The goal is to use neuroscience to improve the ability to think strategically under pressure. Although it is a complex area, there are some extremely practical ways of going about changing the way one thinks (see box). First up though, says Chorn, we need to recognise that changing established patterns of thought is extremely difficult, not least because of what is known as Hebb’s Law, which postulates that mental pathways that are repeatedly used become physically associated with each other. The more we use a certain path, the easier it becomes to use. It essentially shows how a mental “habit” actually causes physical changes in the brain.

That said, though, the more we consciously use conscious, rational, purposeful thinking (as opposed to the easier instinctive approach) for problem-solving, the easier it will become.

Neuroscience is already being used to good effect in sales and advertising. The next frontier is to use its insights to address the trickier area of strategic thinking and problem-solving. 

Five steps to boost strategic thinking

Dr.

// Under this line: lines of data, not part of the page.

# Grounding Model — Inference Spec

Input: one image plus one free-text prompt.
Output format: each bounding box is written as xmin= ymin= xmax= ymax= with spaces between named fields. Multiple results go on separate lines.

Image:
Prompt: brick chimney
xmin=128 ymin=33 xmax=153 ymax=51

Chorn has developed a five-step methodology for helping leaders to use the scientific understanding of brain function to improve their ability to think strategically.

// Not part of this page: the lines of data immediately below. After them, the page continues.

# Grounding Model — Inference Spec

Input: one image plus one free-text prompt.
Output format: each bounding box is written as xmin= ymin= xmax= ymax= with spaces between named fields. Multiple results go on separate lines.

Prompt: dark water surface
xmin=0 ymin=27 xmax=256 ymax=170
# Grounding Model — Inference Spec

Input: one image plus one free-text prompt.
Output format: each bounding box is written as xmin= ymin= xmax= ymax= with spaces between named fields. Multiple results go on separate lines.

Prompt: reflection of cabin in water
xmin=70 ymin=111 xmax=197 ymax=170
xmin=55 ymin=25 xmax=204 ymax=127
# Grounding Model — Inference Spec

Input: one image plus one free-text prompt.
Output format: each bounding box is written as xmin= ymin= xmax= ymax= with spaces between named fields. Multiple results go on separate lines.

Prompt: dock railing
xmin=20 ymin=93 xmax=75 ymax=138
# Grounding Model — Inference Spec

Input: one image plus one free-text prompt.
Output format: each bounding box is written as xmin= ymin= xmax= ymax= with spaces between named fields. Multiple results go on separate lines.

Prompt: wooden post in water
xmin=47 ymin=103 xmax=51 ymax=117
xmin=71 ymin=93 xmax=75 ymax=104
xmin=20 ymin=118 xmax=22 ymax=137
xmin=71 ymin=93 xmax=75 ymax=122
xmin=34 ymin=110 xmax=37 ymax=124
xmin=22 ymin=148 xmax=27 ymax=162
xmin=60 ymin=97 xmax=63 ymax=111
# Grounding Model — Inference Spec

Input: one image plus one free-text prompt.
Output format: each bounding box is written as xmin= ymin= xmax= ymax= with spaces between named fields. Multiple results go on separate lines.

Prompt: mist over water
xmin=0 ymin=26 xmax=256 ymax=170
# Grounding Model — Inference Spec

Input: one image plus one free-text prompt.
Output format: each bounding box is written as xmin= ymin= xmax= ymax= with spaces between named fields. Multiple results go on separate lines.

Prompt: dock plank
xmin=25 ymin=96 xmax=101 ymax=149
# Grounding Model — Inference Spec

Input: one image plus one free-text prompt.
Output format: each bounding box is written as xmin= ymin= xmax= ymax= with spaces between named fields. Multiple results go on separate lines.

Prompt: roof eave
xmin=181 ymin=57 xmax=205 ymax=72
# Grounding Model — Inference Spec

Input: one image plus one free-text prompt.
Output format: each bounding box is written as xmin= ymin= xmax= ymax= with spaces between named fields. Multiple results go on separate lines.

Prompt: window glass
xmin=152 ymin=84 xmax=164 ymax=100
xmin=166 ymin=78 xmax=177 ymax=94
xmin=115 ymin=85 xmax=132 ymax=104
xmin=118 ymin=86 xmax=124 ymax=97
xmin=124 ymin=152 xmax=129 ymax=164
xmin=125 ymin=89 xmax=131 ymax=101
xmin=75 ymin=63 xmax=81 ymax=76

1.     Understand the history. Do research on any similar situations in the past, how they were resolved and latest thinking.

2.     Immerse yourself. Gather as much information as you can about the situation and the key players involved. However, an important part of this process is developing a “beginner’s mind” to enable you to listen to this first-hand information in a non-judgemental way. It is important not to jump to conclusions but to rather observe everything you can.

3.     Retreat and ‘calm’ your brain. Block the flow of visual and auditory information related to the situation. This process will enable your brain to process all this information and unconsciously make new connections – the “insight” we are looking for.

4.     Mentalise the situation. “Mentalise” describes the objective, systems-thinking approach that good strategic thinkers adopt.

5.     Reject binary solutions. Chorn argues that binary solutions are the hallmark of reactive rather than strategic thinking. “Force yourself to generate as many alternatives as possible, which will increase the chances of generating a creative insight that breaks the logjam in the situation,” he says.

Adapted from Dr. Norman Chorn, “Boost your strategic thinking” (Brainlink Group).